I imagine what I would have thought if, a quarter century ago when I started teaching, someone had told me that some day the students in my classes would be bringing with them hand-held computers with which they could keep their schedules, take notes, and, best of all, have instant access to a world-wide interactive network of information. I would have probably said something about people in hell wanting ice water and dreamed about what might be possible. This came to mind again the other day when my local school district decided to lift the ban on cell phones in some of the high schools. Of course, because the issue is framed by the word “phones” there was a predictable outcry about sliding standards, distracted students, and the glories of life in days past.

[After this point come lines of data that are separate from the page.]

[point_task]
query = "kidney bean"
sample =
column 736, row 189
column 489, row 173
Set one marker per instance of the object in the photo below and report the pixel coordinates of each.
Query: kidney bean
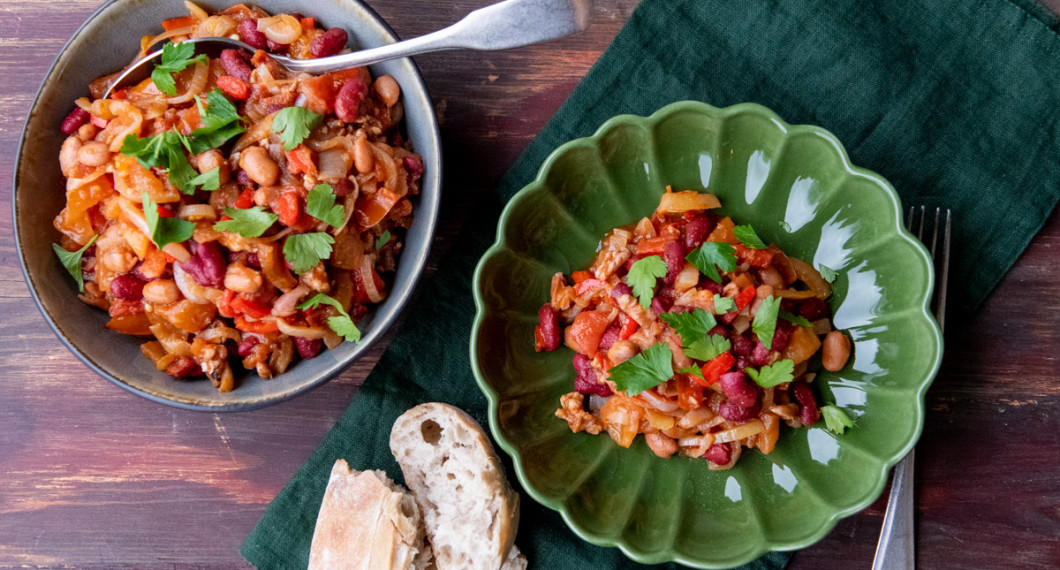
column 730, row 411
column 127, row 287
column 742, row 345
column 673, row 254
column 183, row 367
column 718, row 453
column 549, row 326
column 250, row 35
column 349, row 98
column 308, row 348
column 834, row 351
column 739, row 390
column 235, row 64
column 610, row 335
column 585, row 380
column 73, row 121
column 809, row 413
column 620, row 289
column 330, row 42
column 696, row 231
column 812, row 308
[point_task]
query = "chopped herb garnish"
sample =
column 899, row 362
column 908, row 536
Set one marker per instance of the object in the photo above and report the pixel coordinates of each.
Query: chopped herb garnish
column 303, row 251
column 165, row 230
column 775, row 374
column 71, row 260
column 320, row 203
column 643, row 371
column 765, row 320
column 342, row 324
column 711, row 255
column 175, row 57
column 246, row 221
column 294, row 124
column 642, row 275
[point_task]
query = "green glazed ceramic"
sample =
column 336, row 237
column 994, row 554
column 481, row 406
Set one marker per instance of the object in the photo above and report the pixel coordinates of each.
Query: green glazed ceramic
column 797, row 188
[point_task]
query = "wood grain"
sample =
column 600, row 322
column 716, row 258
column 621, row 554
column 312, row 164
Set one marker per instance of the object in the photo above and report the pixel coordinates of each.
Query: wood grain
column 93, row 477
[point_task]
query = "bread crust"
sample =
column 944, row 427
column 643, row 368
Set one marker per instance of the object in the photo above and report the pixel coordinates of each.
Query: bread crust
column 469, row 508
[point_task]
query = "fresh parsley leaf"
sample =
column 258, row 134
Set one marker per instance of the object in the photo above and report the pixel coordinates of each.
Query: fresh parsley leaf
column 827, row 273
column 342, row 324
column 710, row 254
column 383, row 239
column 645, row 371
column 708, row 348
column 175, row 57
column 794, row 319
column 723, row 304
column 765, row 320
column 303, row 251
column 691, row 326
column 294, row 125
column 835, row 420
column 748, row 237
column 320, row 203
column 641, row 278
column 248, row 223
column 165, row 230
column 71, row 260
column 775, row 374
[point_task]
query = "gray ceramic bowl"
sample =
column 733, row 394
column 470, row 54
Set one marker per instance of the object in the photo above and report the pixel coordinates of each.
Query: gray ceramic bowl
column 105, row 43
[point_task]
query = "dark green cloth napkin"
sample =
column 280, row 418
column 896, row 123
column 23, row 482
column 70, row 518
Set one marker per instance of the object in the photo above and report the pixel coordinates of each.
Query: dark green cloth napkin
column 954, row 101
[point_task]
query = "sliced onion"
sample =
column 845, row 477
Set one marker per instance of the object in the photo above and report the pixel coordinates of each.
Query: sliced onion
column 284, row 306
column 369, row 283
column 196, row 212
column 178, row 251
column 304, row 332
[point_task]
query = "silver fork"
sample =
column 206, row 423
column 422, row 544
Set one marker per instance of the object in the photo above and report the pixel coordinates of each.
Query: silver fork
column 897, row 547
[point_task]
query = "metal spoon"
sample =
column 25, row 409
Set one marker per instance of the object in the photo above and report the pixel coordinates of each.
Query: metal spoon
column 506, row 24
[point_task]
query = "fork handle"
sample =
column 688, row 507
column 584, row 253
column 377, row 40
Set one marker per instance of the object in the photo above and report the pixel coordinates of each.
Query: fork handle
column 897, row 547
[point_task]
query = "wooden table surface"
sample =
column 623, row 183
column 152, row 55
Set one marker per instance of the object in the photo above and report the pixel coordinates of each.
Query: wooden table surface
column 94, row 477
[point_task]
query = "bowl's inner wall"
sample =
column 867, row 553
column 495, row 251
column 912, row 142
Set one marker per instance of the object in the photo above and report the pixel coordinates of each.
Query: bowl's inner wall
column 105, row 45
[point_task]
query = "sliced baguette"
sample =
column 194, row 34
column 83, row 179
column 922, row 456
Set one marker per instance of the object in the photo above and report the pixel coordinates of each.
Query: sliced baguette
column 470, row 510
column 367, row 522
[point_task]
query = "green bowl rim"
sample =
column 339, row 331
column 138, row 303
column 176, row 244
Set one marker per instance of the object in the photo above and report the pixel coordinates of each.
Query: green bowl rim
column 493, row 397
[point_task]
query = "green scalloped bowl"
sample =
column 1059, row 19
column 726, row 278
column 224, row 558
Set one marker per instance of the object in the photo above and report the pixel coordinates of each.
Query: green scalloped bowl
column 765, row 172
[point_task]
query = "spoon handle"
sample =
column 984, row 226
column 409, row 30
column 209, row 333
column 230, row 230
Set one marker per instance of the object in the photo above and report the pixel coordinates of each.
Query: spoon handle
column 506, row 24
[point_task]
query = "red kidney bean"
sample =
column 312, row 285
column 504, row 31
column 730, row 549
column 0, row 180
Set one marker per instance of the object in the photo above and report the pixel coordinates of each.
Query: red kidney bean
column 549, row 326
column 235, row 64
column 809, row 413
column 250, row 35
column 74, row 121
column 742, row 345
column 610, row 335
column 718, row 453
column 330, row 42
column 739, row 390
column 308, row 348
column 349, row 98
column 620, row 288
column 127, row 287
column 812, row 309
column 183, row 367
column 673, row 254
column 732, row 412
column 696, row 230
column 585, row 380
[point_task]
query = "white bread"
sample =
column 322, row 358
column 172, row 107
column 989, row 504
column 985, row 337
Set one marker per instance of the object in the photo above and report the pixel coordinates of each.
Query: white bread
column 470, row 510
column 367, row 522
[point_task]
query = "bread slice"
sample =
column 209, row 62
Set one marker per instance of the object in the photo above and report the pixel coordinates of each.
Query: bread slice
column 470, row 510
column 367, row 522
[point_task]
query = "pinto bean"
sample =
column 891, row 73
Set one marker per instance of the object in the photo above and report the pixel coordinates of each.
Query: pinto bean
column 834, row 351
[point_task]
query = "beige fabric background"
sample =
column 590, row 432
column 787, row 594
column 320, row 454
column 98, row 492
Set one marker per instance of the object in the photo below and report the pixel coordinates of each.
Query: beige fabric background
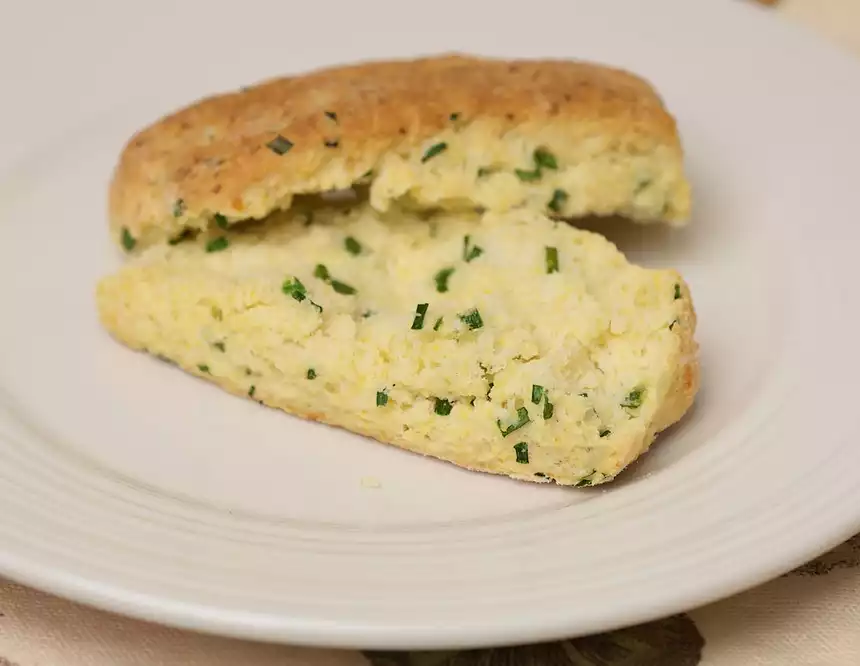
column 810, row 617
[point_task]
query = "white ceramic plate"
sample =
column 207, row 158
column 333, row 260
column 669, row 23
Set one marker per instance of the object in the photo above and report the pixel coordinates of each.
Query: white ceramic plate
column 128, row 485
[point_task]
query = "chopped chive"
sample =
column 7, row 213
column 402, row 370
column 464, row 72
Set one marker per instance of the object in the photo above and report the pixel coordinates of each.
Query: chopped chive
column 352, row 246
column 559, row 197
column 471, row 251
column 544, row 159
column 441, row 279
column 217, row 244
column 527, row 176
column 294, row 287
column 342, row 287
column 178, row 207
column 633, row 400
column 322, row 273
column 434, row 150
column 183, row 235
column 279, row 145
column 522, row 453
column 442, row 407
column 522, row 419
column 128, row 241
column 584, row 481
column 420, row 311
column 551, row 255
column 472, row 318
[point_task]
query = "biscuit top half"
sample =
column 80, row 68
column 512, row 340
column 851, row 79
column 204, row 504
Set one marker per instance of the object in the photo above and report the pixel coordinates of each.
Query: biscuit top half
column 450, row 132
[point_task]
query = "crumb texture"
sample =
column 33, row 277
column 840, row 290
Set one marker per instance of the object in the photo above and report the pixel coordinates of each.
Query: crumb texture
column 505, row 343
column 564, row 138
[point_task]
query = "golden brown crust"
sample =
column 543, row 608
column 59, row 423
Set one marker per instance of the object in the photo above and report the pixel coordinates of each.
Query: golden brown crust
column 212, row 157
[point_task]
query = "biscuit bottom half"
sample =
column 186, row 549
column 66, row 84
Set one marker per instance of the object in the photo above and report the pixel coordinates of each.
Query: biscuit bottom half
column 503, row 343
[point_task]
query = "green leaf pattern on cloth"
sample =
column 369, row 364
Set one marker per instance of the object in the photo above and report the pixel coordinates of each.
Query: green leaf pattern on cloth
column 674, row 641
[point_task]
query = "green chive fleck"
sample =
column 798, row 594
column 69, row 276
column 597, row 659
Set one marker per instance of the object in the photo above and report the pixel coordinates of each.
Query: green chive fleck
column 279, row 145
column 294, row 287
column 342, row 287
column 441, row 279
column 322, row 273
column 584, row 482
column 420, row 311
column 471, row 251
column 559, row 197
column 178, row 208
column 633, row 400
column 522, row 452
column 545, row 159
column 522, row 419
column 472, row 318
column 352, row 246
column 442, row 407
column 183, row 235
column 434, row 150
column 128, row 241
column 551, row 260
column 217, row 244
column 527, row 176
column 221, row 221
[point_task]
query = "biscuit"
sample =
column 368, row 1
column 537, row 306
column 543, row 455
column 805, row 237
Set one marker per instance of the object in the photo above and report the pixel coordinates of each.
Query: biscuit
column 505, row 343
column 454, row 132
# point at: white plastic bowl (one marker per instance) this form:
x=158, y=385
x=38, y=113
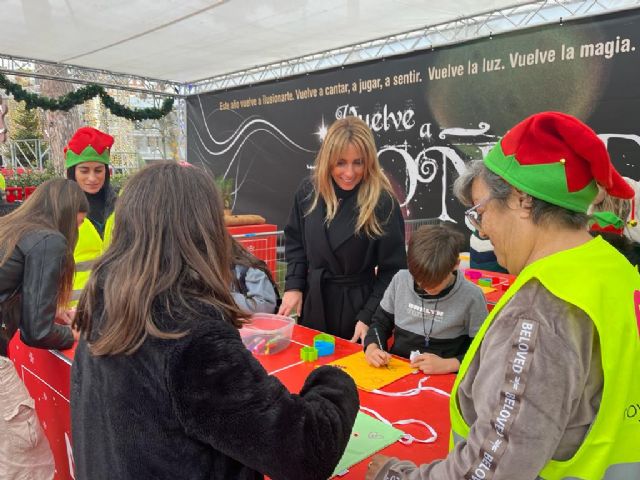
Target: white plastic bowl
x=267, y=334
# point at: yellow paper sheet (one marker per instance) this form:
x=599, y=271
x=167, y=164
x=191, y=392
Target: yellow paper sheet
x=371, y=378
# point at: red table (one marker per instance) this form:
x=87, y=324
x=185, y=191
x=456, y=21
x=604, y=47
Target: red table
x=47, y=376
x=499, y=281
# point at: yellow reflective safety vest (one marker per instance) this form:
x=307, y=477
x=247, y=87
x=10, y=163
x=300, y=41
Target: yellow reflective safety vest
x=89, y=247
x=601, y=282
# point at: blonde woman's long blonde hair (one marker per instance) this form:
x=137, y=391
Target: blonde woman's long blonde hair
x=342, y=133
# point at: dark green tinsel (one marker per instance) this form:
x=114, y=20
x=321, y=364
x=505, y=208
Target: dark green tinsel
x=70, y=100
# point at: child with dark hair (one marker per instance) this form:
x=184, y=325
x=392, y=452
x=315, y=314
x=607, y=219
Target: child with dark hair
x=253, y=288
x=429, y=308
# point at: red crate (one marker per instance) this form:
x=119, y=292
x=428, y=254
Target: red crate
x=14, y=194
x=257, y=240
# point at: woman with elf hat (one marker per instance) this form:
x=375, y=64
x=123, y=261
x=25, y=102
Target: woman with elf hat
x=87, y=158
x=549, y=386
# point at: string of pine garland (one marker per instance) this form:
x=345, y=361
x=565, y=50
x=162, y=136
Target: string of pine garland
x=77, y=97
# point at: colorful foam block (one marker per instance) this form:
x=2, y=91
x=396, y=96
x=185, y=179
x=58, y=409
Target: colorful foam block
x=325, y=344
x=308, y=354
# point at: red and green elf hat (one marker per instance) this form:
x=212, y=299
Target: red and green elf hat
x=606, y=222
x=88, y=144
x=557, y=158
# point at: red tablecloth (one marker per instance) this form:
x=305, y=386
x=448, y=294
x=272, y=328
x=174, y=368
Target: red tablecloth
x=47, y=376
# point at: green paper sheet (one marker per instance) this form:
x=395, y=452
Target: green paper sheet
x=369, y=435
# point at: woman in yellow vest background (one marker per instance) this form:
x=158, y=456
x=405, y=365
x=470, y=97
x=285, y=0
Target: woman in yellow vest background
x=549, y=387
x=87, y=157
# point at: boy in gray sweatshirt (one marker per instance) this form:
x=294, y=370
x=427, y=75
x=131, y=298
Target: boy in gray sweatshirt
x=429, y=308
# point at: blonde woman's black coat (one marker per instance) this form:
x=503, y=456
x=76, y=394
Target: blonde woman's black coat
x=342, y=275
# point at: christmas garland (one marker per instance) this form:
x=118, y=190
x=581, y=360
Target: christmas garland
x=70, y=100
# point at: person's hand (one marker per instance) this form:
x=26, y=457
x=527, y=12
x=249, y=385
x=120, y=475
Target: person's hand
x=359, y=332
x=376, y=357
x=430, y=363
x=375, y=465
x=291, y=301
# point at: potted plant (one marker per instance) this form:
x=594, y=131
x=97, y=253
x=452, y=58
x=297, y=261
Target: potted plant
x=226, y=186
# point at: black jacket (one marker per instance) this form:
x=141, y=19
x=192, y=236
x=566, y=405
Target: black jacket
x=29, y=282
x=202, y=407
x=335, y=268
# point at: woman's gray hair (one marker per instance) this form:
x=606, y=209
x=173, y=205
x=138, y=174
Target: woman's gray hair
x=541, y=212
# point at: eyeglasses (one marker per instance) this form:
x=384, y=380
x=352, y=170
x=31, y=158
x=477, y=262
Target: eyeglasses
x=474, y=217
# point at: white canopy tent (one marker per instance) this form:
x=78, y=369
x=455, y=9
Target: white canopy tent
x=178, y=43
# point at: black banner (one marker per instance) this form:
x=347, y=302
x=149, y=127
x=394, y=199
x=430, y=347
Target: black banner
x=431, y=112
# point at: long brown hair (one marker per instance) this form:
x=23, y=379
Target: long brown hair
x=374, y=183
x=54, y=205
x=170, y=246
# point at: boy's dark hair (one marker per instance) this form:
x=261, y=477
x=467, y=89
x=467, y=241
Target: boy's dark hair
x=433, y=252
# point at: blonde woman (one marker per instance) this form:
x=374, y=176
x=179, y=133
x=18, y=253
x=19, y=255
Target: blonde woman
x=345, y=236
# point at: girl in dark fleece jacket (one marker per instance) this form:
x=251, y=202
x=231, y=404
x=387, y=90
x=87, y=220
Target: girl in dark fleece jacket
x=162, y=386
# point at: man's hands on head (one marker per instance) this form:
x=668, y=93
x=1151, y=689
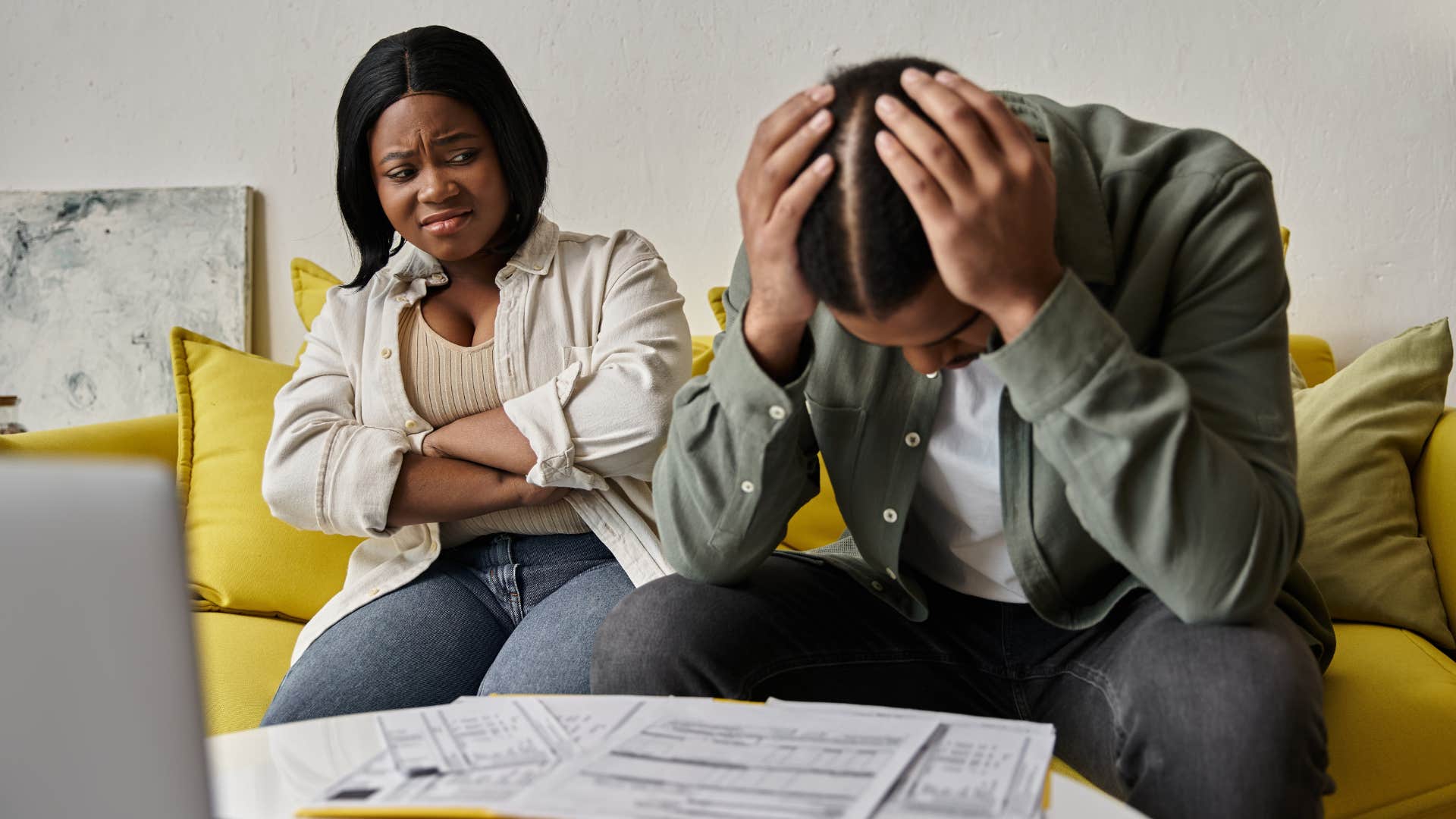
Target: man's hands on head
x=770, y=206
x=984, y=194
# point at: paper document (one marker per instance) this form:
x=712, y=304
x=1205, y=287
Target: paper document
x=971, y=767
x=682, y=761
x=689, y=758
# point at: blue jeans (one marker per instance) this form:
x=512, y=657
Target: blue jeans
x=503, y=614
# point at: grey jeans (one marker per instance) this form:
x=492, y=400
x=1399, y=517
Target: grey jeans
x=1178, y=720
x=501, y=614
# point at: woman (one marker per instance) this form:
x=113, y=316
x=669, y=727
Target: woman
x=484, y=403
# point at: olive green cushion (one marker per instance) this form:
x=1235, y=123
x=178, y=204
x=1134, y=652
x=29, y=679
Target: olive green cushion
x=1360, y=435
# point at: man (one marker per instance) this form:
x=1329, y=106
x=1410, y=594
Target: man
x=1044, y=354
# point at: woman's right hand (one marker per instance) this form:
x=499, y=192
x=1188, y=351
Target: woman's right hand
x=770, y=207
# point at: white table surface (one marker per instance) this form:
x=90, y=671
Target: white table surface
x=268, y=773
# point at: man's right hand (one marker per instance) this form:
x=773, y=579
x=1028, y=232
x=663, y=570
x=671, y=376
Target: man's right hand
x=770, y=206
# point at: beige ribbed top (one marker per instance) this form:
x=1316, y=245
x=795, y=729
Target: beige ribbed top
x=443, y=382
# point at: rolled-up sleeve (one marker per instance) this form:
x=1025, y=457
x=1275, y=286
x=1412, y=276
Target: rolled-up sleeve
x=607, y=413
x=322, y=468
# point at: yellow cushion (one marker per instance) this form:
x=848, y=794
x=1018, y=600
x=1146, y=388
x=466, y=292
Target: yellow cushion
x=155, y=438
x=1391, y=713
x=240, y=662
x=1436, y=506
x=1360, y=435
x=1315, y=360
x=702, y=353
x=310, y=287
x=242, y=558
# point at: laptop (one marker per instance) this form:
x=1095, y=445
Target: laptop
x=99, y=710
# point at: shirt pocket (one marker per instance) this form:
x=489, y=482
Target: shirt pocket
x=839, y=433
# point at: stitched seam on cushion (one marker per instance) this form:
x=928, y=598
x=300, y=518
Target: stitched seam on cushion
x=1430, y=651
x=187, y=439
x=1413, y=798
x=297, y=292
x=213, y=608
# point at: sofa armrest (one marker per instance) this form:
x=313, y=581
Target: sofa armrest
x=155, y=436
x=1436, y=504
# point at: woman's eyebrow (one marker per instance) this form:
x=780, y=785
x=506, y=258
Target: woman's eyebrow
x=444, y=140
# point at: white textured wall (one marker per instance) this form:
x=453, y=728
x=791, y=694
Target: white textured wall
x=647, y=108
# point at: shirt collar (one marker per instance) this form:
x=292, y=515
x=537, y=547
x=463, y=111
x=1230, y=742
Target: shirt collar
x=533, y=257
x=1082, y=237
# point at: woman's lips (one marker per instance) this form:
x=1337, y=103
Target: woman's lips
x=446, y=226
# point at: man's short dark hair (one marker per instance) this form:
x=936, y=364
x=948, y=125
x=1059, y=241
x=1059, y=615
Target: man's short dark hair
x=861, y=246
x=433, y=60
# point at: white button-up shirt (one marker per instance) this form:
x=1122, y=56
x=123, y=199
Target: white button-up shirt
x=590, y=347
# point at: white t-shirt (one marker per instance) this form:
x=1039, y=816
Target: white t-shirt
x=959, y=496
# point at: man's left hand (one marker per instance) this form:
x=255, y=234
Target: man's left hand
x=984, y=194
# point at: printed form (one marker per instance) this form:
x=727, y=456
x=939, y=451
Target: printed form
x=658, y=758
x=971, y=767
x=723, y=761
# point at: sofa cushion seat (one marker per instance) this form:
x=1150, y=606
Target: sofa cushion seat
x=1391, y=711
x=240, y=662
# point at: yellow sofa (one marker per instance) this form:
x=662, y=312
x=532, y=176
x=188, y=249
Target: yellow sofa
x=1389, y=695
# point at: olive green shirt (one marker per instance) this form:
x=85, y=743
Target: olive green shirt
x=1147, y=428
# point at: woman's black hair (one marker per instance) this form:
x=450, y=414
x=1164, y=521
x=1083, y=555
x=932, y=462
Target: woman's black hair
x=861, y=246
x=436, y=60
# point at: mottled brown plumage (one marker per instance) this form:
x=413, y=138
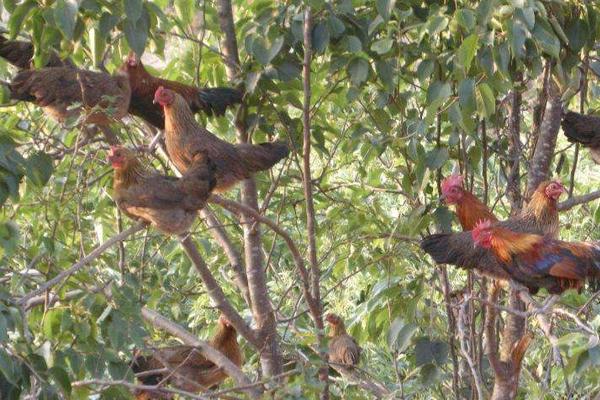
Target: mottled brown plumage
x=536, y=260
x=144, y=85
x=343, y=348
x=540, y=216
x=192, y=372
x=583, y=129
x=167, y=202
x=20, y=54
x=184, y=138
x=105, y=98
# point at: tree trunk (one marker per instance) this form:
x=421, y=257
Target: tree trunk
x=262, y=311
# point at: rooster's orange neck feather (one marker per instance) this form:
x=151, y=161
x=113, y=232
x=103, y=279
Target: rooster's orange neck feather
x=506, y=243
x=470, y=210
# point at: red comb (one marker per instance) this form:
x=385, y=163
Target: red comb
x=451, y=181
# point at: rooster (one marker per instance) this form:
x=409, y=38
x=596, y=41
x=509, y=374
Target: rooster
x=184, y=138
x=540, y=216
x=469, y=209
x=343, y=349
x=144, y=85
x=63, y=91
x=20, y=54
x=583, y=129
x=539, y=261
x=186, y=368
x=168, y=203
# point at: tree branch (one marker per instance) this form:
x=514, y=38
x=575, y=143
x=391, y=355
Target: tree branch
x=216, y=293
x=577, y=200
x=81, y=263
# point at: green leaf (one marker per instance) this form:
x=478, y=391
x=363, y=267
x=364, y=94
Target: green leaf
x=133, y=9
x=65, y=16
x=61, y=377
x=382, y=46
x=136, y=33
x=39, y=168
x=385, y=7
x=353, y=44
x=18, y=16
x=465, y=18
x=320, y=37
x=430, y=351
x=358, y=70
x=467, y=50
x=437, y=93
x=517, y=33
x=547, y=40
x=436, y=158
x=400, y=334
x=466, y=96
x=185, y=11
x=486, y=103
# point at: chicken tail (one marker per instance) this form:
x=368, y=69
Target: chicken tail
x=21, y=84
x=584, y=129
x=142, y=363
x=438, y=246
x=261, y=157
x=216, y=100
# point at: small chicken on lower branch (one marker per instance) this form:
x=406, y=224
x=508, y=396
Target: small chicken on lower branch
x=167, y=202
x=184, y=367
x=344, y=351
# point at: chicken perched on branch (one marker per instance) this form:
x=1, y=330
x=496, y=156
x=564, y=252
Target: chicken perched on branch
x=59, y=91
x=540, y=216
x=144, y=85
x=583, y=129
x=535, y=260
x=184, y=367
x=20, y=54
x=184, y=138
x=343, y=349
x=469, y=210
x=168, y=203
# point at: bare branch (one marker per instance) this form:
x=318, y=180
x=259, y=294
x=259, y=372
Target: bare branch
x=577, y=200
x=216, y=293
x=83, y=262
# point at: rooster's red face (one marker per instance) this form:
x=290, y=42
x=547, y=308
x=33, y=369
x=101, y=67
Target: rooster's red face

Apple, always the savvy marketers, got people to start buying smart phones by continuing to call them “phones.” Phones are cheap, phones are utilitarian, phones feel like a necessity. Had they called them “computers” people would have thought of them as something they might not need in their daily lives, or have been skeptical about what they could use them for. But, the reality is – and I’m far from the first to say this – that they are used more as computers most days then as phones. I applaud the school district for recognizing the use, and the potential, of these devices and giving teachers a chance to work with them rather than to have to police whether students are breaking the rules.

That said, what we call things makes a difference. I’m guessing I can’t get people to call them “computers” rather than “phones,” but I’m going to keep pointing it out and asking them to think about how the label and the use might change how they imagine using them and teaching with them. What’s more, it’s always important to remember that material technologies change practices, create new ways of considering knowledge and communication, and create new relationships of the social and identity (to borrow from actor-network theory and anthropologists like Daniel Miller.) So, using hand-held computers in the classroom is going to start changing relationships, practices, conceptions of knowledge in the classroom. We can’t just layer them on top of what we do; even trying to do that – bad idea that it is – would be doomed to failure as practices would emerge and escape through the new technology and networks. What do we do, then, when our students walk into class tomorrow, hand-held computers at the ready?

3 thoughts on “It’s Not Really a Phone

  1. Last semester, I was surprised when students in my History of English Language class began taking pictures of our whiteboard notes with their phones. If we generated lists on the board, someone would capture the image and circulate it to everyone in the class.

  2. My business writing students took photos with their phones this past summer, too. I thought it was a great way to archive the white board and power point notes that they found too wordy to copy.